Ukrainian soybean prices continued to firm at ports, with foreign currency bids reported in a USD 416–425/t CPT-port range and occasional deals reaching USD 430/t CPT-port. In local currency, port bids were quoted at UAH 18,200–18,500/t CPT-port, underpinned by strong competition between domestic crushers and export channels for a sharply reduced crop.

Domestic soybean prices also moved higher, supported by active soybean meal export programs that are maintaining robust crush margins. The combination of tight raw bean availability and steady meal demand is keeping domestic sellers in a strong negotiating position, with buyers forced to raise bids to secure volumes.

Market Price / Volume Basis / Period
Ukrainian soybeans (USD) USD 416–425/t (up to 430/t) CPT-port, spot
Ukrainian soybeans (UAH) UAH 18,200–18,500/t CPT-port, spot
US soybean imports (selected Asian markets) +29% y/y Latest reported period
Vietnam soybean imports (forecast) 2.8 MMT 2025/26 season

US–Uzbekistan Trade Framework

In a parallel development reshaping regional trade flows, the American Soybean Association (ASA) and Uzbekistan’s Ministry of Investment, Industry, and Trade signed a Memorandum of Understanding in New York, during a visit led by Minister Lyaziz Kudratov. The agreement covers cooperation in feed production, poultry and dairy development, aquaculture, soybean processing, and quality standardization.

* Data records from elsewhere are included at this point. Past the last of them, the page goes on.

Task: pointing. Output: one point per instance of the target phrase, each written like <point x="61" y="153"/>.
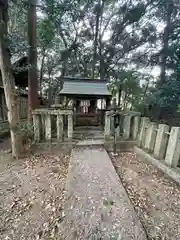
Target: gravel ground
<point x="32" y="194"/>
<point x="155" y="197"/>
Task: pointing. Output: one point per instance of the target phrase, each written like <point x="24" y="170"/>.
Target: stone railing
<point x="161" y="140"/>
<point x="42" y="121"/>
<point x="128" y="126"/>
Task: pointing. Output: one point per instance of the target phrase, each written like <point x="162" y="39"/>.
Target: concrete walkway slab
<point x="90" y="142"/>
<point x="97" y="205"/>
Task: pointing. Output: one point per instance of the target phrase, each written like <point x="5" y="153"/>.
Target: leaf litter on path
<point x="32" y="196"/>
<point x="155" y="197"/>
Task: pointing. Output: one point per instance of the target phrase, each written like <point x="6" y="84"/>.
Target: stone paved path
<point x="97" y="205"/>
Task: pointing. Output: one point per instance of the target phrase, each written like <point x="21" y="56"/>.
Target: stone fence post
<point x="173" y="148"/>
<point x="127" y="127"/>
<point x="161" y="141"/>
<point x="136" y="127"/>
<point x="141" y="136"/>
<point x="36" y="124"/>
<point x="70" y="126"/>
<point x="107" y="127"/>
<point x="151" y="134"/>
<point x="44" y="116"/>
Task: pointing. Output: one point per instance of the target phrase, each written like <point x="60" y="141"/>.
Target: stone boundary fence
<point x="160" y="140"/>
<point x="43" y="123"/>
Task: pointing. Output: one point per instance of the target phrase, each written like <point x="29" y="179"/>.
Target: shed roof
<point x="91" y="87"/>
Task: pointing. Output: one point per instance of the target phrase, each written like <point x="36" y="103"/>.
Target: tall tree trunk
<point x="98" y="11"/>
<point x="166" y="34"/>
<point x="41" y="72"/>
<point x="9" y="86"/>
<point x="32" y="60"/>
<point x="119" y="96"/>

The MoU is designed to establish direct procurement links between Uzbek buyers and US soybean suppliers, positioning Uzbekistan as a strategic gateway for American soybeans into the broader Trans-Caspian region. ASA CEO Stephen Sensky called the agreement “an important milestone for the promotion of U.S. soybeans in Uzbekistan” that will “open up additional opportunities for American soybeans in the Trans-Caspian region.” The initiative is backed by the US Department of Agriculture via Market Access and Foreign Market Development programs.

Analysis and Outlook

Bullish for Black Sea soybeans: Ukraine’s reduced harvest and strong domestic crush demand continue to underpin firm port bids and limit export availability. This tightness may divert some regional demand toward alternative suppliers while supporting a higher price floor for Black Sea origins overall.

The US–Uzbekistan soybean framework, while centered on American supply, underscores growing Trans-Caspian demand as regional processing and feed industries develop. Over time, improved logistics, additional crushing capacity, and diversified procurement strategies in the region could create incremental opportunities for Black Sea exporters alongside US supply.

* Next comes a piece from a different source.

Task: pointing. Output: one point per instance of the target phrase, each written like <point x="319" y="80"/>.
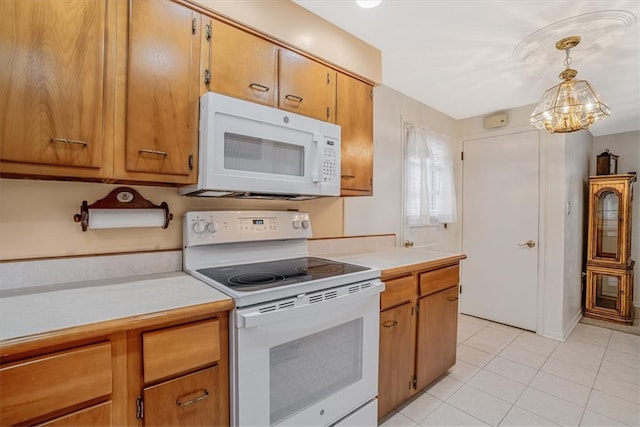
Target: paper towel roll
<point x="126" y="218"/>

Traders should track farmer selling behavior in Ukraine, as persistently elevated prices could incentivize additional volumes to move, potentially easing nearby tightness. At the same time, the 29% year-on-year increase in US soybean imports into key Asian markets, combined with Vietnam’s projected 2.8 MMT import program for 2025/26, confirms solid global demand fundamentals supporting soybean and product prices.